In a progressive and far-thinking move, the UK Gambling Commission (UKGC) has established an “Experts by Experience”, or EbE, group to warn of the potential harms and risks posed by runaway betting.

All members of the EbE are people who have suffered from a wide range of gambling harms and addictions.

It is hoped that the group will help broaden the quality and credibility of the UKGC’s advice system and improve recommendations and policies to reduce negative issues in gaming.

The EbE will also help raise safer gambling standards and improve the understanding of gaming’s impact on society.

In a statement, the UKGC underlined the importance of consulting people with the “lived experience of being effected by gambling harms, including recovering gambling addicts, family members and those who have lost children to gambling suicides.”

UKGC CEO Neil McArthur, said: “We will work with the interim group to co-create a formal Advisory Board, which will allow us to involve ‘Experts by Experience’ more closely in the development of our regulatory framework.

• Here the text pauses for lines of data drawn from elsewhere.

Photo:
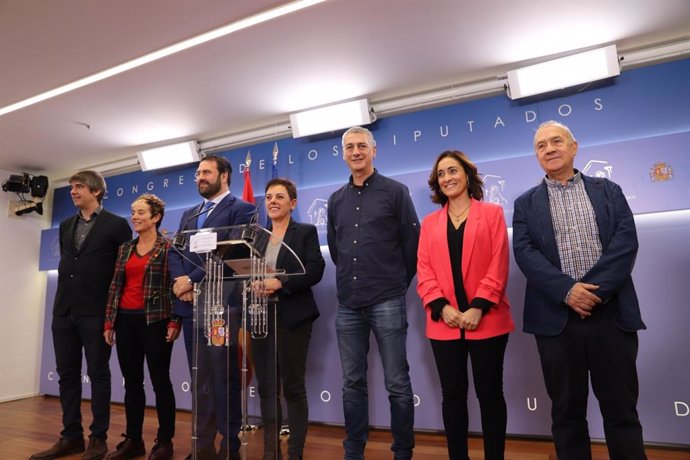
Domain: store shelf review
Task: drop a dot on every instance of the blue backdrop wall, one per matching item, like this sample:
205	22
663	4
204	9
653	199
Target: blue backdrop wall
635	131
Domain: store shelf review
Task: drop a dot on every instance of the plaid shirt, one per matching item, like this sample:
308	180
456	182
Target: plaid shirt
574	225
156	284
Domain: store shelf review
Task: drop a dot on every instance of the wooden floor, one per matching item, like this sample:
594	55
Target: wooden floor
33	424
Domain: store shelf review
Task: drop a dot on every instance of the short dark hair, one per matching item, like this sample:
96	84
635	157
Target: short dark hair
91	179
156	204
287	183
222	164
474	181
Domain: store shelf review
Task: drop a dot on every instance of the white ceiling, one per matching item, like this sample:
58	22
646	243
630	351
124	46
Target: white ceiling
336	50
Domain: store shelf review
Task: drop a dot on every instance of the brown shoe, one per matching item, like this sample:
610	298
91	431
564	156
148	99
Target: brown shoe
129	448
96	450
61	448
162	450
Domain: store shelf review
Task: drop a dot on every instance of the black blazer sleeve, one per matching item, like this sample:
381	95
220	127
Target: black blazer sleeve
296	302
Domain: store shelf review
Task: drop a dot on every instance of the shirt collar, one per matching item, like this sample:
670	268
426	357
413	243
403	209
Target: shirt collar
367	181
577	178
94	214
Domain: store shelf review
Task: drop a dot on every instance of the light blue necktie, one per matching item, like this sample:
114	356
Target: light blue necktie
202	217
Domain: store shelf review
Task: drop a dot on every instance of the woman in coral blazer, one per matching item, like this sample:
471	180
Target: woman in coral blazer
462	272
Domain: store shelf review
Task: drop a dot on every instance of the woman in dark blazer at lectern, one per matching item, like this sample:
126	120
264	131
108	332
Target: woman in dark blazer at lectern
296	311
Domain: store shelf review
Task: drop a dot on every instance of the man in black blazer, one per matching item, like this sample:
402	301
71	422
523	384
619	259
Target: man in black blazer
89	242
218	407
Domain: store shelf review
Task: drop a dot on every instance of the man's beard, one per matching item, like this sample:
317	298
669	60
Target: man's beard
212	189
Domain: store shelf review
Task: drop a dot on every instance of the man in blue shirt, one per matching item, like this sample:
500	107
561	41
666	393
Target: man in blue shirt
373	232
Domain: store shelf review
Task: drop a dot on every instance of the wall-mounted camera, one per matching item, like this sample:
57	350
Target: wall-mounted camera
37	186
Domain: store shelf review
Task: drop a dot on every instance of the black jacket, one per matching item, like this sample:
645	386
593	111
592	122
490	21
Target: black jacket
84	276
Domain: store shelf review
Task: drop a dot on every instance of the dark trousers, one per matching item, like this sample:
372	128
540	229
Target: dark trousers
72	334
593	348
136	341
487	371
286	362
217	395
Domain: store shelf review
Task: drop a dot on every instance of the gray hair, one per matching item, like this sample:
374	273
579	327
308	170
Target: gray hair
359	130
558	125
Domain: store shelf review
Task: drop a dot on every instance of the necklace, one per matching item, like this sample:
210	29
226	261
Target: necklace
457	217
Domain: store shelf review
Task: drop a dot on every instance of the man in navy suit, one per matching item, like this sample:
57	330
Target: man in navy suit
89	242
574	238
218	397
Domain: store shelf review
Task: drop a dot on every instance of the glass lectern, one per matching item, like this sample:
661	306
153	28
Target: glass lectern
232	318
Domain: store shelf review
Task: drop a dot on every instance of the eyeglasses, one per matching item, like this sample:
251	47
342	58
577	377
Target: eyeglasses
203	172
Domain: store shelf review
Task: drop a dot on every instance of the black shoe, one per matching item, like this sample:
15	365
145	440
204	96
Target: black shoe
162	450
223	454
129	448
96	450
203	453
61	448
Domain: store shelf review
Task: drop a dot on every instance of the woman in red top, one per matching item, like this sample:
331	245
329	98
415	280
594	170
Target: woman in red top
138	312
462	272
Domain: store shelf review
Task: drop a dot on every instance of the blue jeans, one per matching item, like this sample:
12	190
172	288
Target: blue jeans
388	321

“It is early days and we are learning along the way to ensure that feedback and advice is utilised in the most effective way.”

The UKGC has earmarked three sectors in which it aims to make rapid progress: high-rolling VIP customers, the impact of advertising technology and “safe game” designs.

They have also asked a wide range of public health gurus, civic authorities and gambling and tech experts for input.

The EbE group will initially advise the UKGC for six months, after which the Commission intends to form a permanent advisory group.

EbE members, meantime, are to remain anonymous.

“The establishment of the group is long overdue,” said a spokesperson for the experts.

“Too often our stories and views are ignored and not taken into consideration.

‘We are determined that EbEs should play a continuing and much more active role in the deliberations and decision making across the whole remit of the Commission as part of the National Strategy to reduce gambling harms.

“We can bring a new and vital perspective on key issues of regulation and even on how the Commission itself works.”